The denouement, hopefully, on the mailbox saga ... When we were in Dallas over the weekend, I found a locking mailbox at Home Depot that said "approved by the postmaster general" and bought it. It's not nice as the tower mailbox that we bought earlier, but it does have the required verbiage and the box does say clearly that it is USPS-approved. They shouldn't have any problems with this one!
Sunday evening, it was a nice and toasty 60 degrees, so I removed the concrete pedestal of the tower mailbox -- the one that the local station master refused to deliver mail to -- and packed the mailbox up in the box that it came in. The manufacturer was kind enough to take it back (making an exception to their usual policy of not taking back already installed mailboxes) if I would ship back to them. I'm pretty sure, though, that they're going to charge me a restocking fee -- the thing was set in concrete and outside in bad weather for nearly two weeks.
Today (Monday), I drilled and put in concrete anchors and set up the new mailbox. I also went to UPS and shipped back the old mailbox ($45!). Then, I went to a nursery and bought a boxwood and a holly to plant alongside the post. Came back home and planted them.
I was putting the final touches on the plants when the local postmaster called. The complaint that I'd submitted last week had finally gotten to her. She said she'd come by our house to talk.
"Is that the mailbox they're refusing to deliver the mail to?," she asked when she got here.
"No, I gave up and sent that mailbox back. This is a new mailbox that I just installed," I told her.
"I was going to say ... this one is approved by the postmaster general, so I don't know what the problem would be for this one."
"Well, the problem is that my wife went to the post office before we bought the previous mailbox and asked whether it was okay. She was told it would be fine as long as we installed it to the right height and setback. They even sent someone to measure it after I installed it and he said it was fine. But the station master refused to deliver mail because it didn't have USPS-approval marking on it."
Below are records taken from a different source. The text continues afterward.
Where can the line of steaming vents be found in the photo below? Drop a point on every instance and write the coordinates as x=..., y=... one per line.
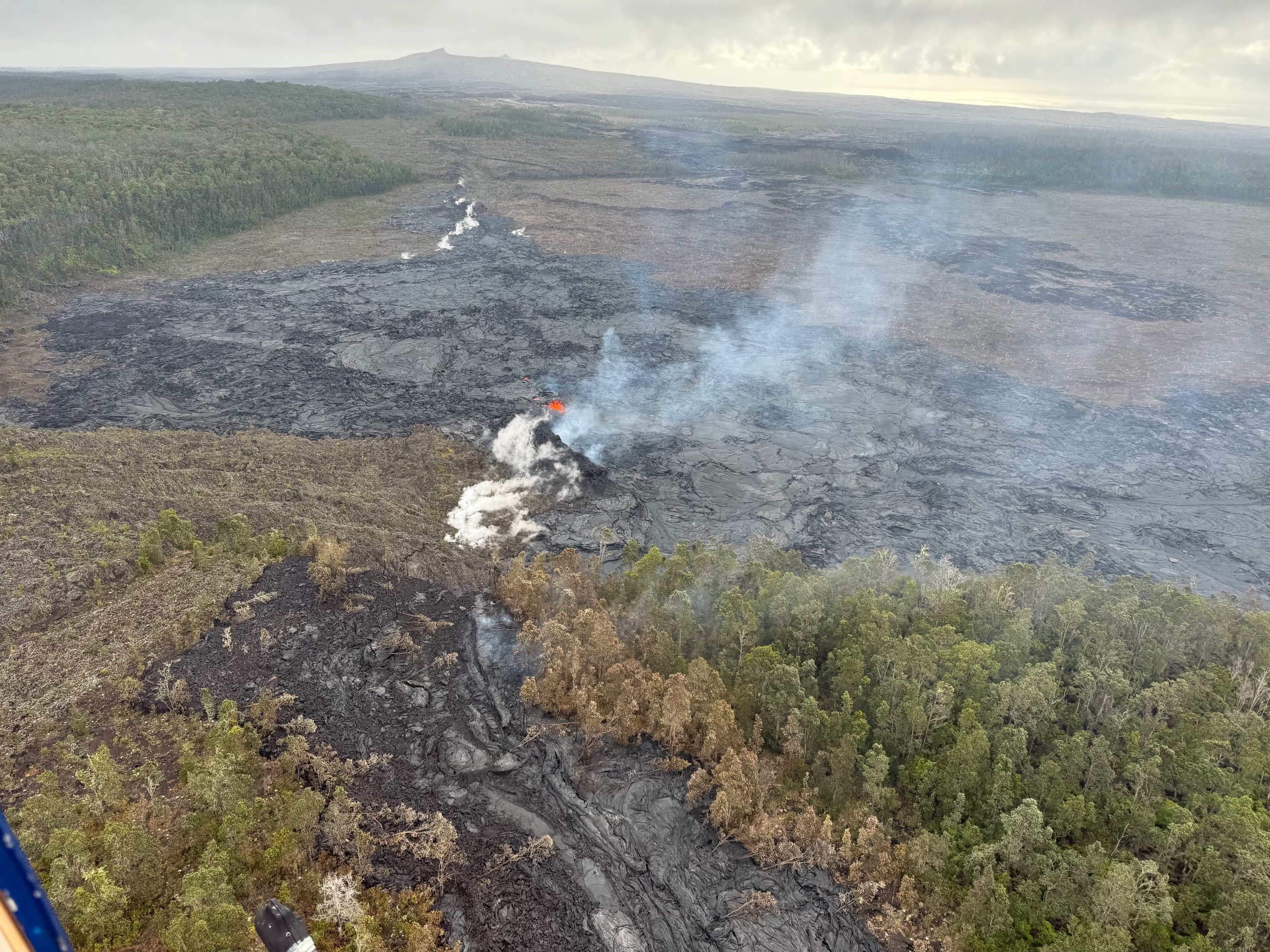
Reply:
x=466, y=224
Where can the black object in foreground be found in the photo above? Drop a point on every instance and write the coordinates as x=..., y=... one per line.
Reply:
x=281, y=930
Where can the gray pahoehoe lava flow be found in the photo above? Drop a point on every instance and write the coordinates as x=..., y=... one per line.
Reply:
x=713, y=413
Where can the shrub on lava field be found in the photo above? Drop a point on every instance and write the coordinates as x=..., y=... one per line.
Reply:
x=330, y=567
x=177, y=852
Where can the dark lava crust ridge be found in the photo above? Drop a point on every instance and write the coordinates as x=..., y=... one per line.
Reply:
x=634, y=868
x=844, y=445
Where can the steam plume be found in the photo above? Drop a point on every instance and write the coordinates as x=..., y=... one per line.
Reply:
x=542, y=469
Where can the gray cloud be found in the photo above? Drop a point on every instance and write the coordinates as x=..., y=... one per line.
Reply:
x=1203, y=55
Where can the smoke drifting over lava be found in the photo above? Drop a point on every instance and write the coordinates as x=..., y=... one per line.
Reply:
x=498, y=509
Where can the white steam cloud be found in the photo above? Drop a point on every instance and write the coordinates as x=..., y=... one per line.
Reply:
x=498, y=509
x=466, y=224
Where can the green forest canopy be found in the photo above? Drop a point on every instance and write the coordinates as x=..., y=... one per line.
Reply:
x=1072, y=763
x=101, y=174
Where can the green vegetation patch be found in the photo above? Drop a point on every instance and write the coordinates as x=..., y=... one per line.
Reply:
x=103, y=174
x=515, y=122
x=1086, y=160
x=1036, y=758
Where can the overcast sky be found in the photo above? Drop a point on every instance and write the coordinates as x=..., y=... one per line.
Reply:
x=1193, y=59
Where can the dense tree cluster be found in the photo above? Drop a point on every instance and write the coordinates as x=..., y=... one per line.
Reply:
x=1101, y=162
x=1033, y=758
x=102, y=174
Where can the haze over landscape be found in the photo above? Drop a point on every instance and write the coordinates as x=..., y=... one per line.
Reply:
x=1184, y=59
x=616, y=478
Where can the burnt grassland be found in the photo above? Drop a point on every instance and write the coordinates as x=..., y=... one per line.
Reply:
x=120, y=546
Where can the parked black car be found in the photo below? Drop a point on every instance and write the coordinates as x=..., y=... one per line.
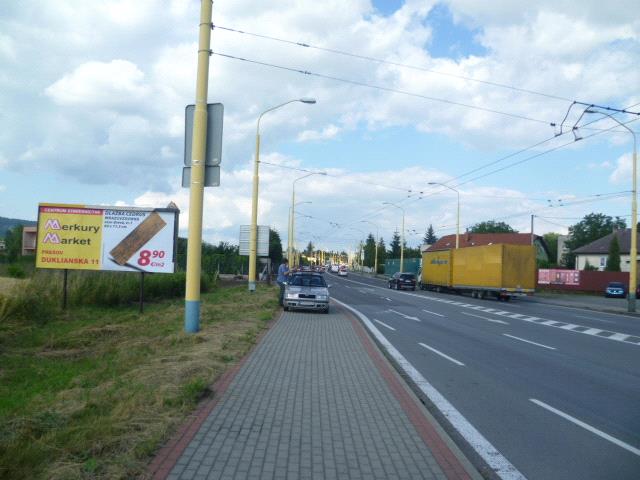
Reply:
x=403, y=280
x=615, y=289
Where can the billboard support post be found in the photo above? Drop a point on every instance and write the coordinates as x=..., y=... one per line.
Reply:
x=64, y=289
x=141, y=292
x=196, y=194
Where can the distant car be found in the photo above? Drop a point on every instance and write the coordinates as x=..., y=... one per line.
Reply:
x=401, y=281
x=306, y=291
x=615, y=289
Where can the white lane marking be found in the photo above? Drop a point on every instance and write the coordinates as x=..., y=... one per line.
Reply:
x=484, y=318
x=588, y=427
x=610, y=335
x=415, y=319
x=594, y=318
x=500, y=465
x=529, y=341
x=384, y=324
x=444, y=355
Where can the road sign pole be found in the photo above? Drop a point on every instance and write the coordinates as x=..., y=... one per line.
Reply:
x=196, y=194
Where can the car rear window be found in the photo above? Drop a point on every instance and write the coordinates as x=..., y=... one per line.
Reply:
x=308, y=281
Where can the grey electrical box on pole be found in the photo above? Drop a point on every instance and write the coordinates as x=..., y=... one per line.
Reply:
x=213, y=155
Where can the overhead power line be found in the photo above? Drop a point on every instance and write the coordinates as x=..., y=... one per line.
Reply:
x=395, y=64
x=384, y=89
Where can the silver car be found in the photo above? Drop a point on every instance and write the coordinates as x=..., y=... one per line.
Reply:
x=306, y=291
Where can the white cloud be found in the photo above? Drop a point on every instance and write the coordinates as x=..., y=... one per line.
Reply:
x=623, y=169
x=328, y=132
x=115, y=84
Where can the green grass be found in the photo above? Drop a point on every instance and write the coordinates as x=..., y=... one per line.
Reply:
x=93, y=392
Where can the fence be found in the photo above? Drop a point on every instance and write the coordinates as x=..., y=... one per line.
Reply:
x=578, y=280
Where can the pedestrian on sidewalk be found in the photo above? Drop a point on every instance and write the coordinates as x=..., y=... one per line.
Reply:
x=283, y=275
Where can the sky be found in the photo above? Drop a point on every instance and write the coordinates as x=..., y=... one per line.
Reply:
x=458, y=92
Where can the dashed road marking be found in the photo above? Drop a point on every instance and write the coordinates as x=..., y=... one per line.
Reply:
x=594, y=332
x=529, y=341
x=587, y=427
x=493, y=320
x=443, y=355
x=384, y=324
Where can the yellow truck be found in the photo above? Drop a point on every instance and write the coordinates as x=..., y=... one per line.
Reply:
x=497, y=270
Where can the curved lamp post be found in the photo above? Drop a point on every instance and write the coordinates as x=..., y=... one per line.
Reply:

"We are trying to draw a line here," she said, "and say that new mailboxes have to have the approval designation."
"But then the post office should not have told us that it was okay to purchase the mailbox," I countered, "and besides I can show you pictures of that mailbox and the other mailboxes in town that aren't postmaster approved and have similar slot-type designs."
So, I got out the laptop and showed her the pictures.
"I would have let this one go," she said when I showed her the picture of the tower mailbox we'd purchased and installed, "the slot is easy to get to and quite safe. I'm going to call a meeting of the station master and the mail carrier for this route and talk this over. It's hard to get the right balance between customer service and regulations. But this one could probably have been fine."
They can talk it over, but we're out a couple hundred dollars, a day of work and all the time this month that the wife stood in line at the post office to collect the mail. A better customer-oriented organization would have clear policies that every one would consistently follow. And if a customer made a decision based on incorrect information supplied by a employee, then they would try their best to make the customer whole. It's obvious that the tower mailbox was a marginal decision -- it could have been approved or not -- yet, the Norman post office decided to get all bureaucratic about it.
Still, having someone come to our house to talk it through was a nice touch.
Too bad you don't have our mail carrier; you wouldn't believe the boxes he throws mail into out here in the nether land.